Conclusion: Friendship In A Piece Of Chocolate
"Badhti Dosti Ke Naam, Kuch Meetha Ho Jaaye" succeeded because it told a story millions of Indian women recognized: the possibility of connection across generational divides, the joy of spontaneous shared experiences, and the sweetness that marks moments when relationships deepen.
The two women dancing in the baraat weren't revolutionaries. They weren't making grand statements about women's liberation or family reform. They were simply enjoying a moment together—sharing chocolate, sharing music, sharing joy—and in that sharing, discovering friendship.
For Cadbury, this was enough. Not to solve all the complexities of Indian family relationships, but to celebrate one sweet moment when connection happened. Not to eliminate all tension between mothers-in-law and daughters-in-law, but to acknowledge that friendship is possible.
The campaign's tagline captured something profound: growing friendships deserve celebration just as much as established relationships. The journey from formal acquaintance to genuine connection, from obligation to affection, from Mummyji to friend—these transitions matter. They're worth marking. They're worth making sweet.

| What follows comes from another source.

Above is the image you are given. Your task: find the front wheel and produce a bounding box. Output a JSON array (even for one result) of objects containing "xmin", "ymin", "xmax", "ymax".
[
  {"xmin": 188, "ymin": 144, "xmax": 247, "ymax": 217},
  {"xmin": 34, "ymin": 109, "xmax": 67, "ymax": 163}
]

And if a piece of Cadbury Dairy Milk can be the excuse two women need to step off a balcony, join a baraat, and dance together with abandon—well, that's the kind of magic that makes chocolate more than just confectionery.
It becomes the permission we give ourselves and each other to break invisible rules, cross unnecessary boundaries, and discover that the person we were taught to handle carefully might actually be someone we could dance with, laugh with, and call friend.
One chocolate at a time. One moment at a time. One friendship at a time.